Canada's seed vault asks First Nations to identify important tree species
National Seed Centre of Canada looks for advice, offers training in preserving seeds
The National Tree Seed Centre in Fredericton is like an ark for seeds.
And it hopes to send some of those seeds out into the world to help repopulate vulnerable species that First Nations communities across the country hold dear.
Since the 1960s, the seed centre has collected and catalogued millions of seeds and stored them in freezers below ground level at the Hugh John Flemming Forestry Centre.
"Our historic role has been to provide seed of Canadian tree and shrub species for anyone worldwide that's interested in Canadian species for research or educational purposes," said Donnie McPhee, the centre co-ordinator.
But its second role, which took shape this century, is to act as a conservation centre for species at risk, he said.

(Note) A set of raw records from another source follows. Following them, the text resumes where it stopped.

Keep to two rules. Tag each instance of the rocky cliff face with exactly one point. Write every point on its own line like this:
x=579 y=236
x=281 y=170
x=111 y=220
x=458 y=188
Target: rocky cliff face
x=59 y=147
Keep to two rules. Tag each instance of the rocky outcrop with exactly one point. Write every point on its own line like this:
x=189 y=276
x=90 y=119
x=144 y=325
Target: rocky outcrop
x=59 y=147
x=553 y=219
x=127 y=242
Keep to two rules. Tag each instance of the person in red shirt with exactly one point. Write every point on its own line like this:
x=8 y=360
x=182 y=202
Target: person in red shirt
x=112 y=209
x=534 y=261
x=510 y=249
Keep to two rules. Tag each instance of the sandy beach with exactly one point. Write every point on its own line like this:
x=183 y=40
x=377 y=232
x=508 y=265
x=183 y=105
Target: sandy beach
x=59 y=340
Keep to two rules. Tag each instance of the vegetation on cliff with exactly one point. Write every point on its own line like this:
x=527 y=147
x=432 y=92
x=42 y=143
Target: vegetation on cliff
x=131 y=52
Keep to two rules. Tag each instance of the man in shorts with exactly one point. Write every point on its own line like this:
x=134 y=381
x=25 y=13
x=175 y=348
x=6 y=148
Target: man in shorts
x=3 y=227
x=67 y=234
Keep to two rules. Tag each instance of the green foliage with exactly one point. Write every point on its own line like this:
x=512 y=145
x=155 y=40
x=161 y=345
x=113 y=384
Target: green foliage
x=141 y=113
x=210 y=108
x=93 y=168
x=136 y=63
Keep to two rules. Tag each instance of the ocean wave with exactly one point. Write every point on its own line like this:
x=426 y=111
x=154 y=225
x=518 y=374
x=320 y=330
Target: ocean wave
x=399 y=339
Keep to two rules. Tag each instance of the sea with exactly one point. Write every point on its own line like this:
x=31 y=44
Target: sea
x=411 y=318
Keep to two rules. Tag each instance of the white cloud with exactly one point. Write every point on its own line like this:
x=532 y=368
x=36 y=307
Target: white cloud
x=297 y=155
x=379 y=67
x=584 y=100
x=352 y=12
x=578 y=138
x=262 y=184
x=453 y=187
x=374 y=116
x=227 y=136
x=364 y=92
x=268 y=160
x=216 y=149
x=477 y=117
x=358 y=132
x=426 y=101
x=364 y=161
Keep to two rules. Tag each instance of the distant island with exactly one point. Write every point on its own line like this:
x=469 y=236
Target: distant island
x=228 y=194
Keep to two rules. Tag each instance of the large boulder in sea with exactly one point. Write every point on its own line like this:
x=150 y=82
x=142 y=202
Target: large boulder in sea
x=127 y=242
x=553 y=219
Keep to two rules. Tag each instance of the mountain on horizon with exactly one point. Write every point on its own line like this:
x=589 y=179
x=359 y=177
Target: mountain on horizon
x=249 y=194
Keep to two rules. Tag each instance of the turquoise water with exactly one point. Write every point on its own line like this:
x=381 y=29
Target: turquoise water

Seeds coming into the centre are inspected for viability, catalogued, and frozen. Most go into one of three -20 C freezers. In the case of those that can't survive such conditions, their embryos are frozen in liquid nitrogen.
Every 10 years, the centre takes a sample of each collection and gets the seeds germinating to test for viability.
When we're working with Indigenous communities, no matter where you are in the country, there's different species that are of concern to them.- Donnie McPhee, National Tree Seed Centre
The seed centre has divided Canada into "eco-districts" and is trying to store 15 to 20 collections of each species from an eco-district where they naturally occur.
"So when you're talking 700 tree and shrub species over 1,000 eco-districts, there's a lot of collections to be made to conserve and have that seed available for research and conservation purposes."
Centre's priorities expanded
For about 15 years, the centre has worked with Indigenous communities, but McPhee described the relationship during these years as "ad hoc." The priorities of the federal government and the seed centre came first, and there was little concern for what First Nations were noticing around them, he said.
But this is changing.
"One thing we've really begun to notice over the last few years is when we're working with Indigenous communities, no matter where you are in the country, there's different species that are of concern to them," McPhee said.
"Maybe they're not a registered species at risk, but the local community has noticed that there's a decline in their populations for this particular species."
Under a program just launched by Natural Resources Canada, the seed centre is looking to focus on species that First Nations consider important.
Over the next few years, the seed centre will be training volunteers from Indigenous communities to identify and collect the seeds they deem important. Ultimately, whatever they do collect will be an available resource in the future.
The Mi'kmaq ad Wolastoqey in New Brunswick, for instance, say black ash, a wood that has been historically used in Indigenous art, has become rarer in modern times.
Large white birch trees serve as another example. While stands of white birch aren't rare, it has become difficult to find trees large enough to provide adequate bark for traditional birch-bark canoes.
"There are certain stands of white birch that are known to communities that produce better bark," McPhee said. "Those are trees within that community that we should be collecting seed for, and that's the seed we should be planting there."
Cecelia Brooks, the seed keeper for her community of St. Mary's First Nation in Fredericton, called the seed centre initiative fantastic.
"It's a long time coming, but … I really relish the idea that we're going to have Indigenous people across Canada who are going to be a part of this process of collecting the seeds and planting the seeds and growing trees."
Important for food security
The centre is offering its help repopulating some of the trees and plants that have become rare in places, McPhee said.
Brooks said the need to preserve plant species isn't just important for art and heritage but also for traditional foods.
An Indigenous seed program is already growing across Canada.
"The momentum is amazing, and so the tree seeds just make sense," Brooks said. "It's another food source for us, especially acorns, as you know. And of course, there's lots of berries and butternut and other nut trees and fruit trees that we would eat."
McPhee said any First Nations community looking to get started in preserving their species of choice, or even to just offer feedback should contact the National Tree Seed Centre.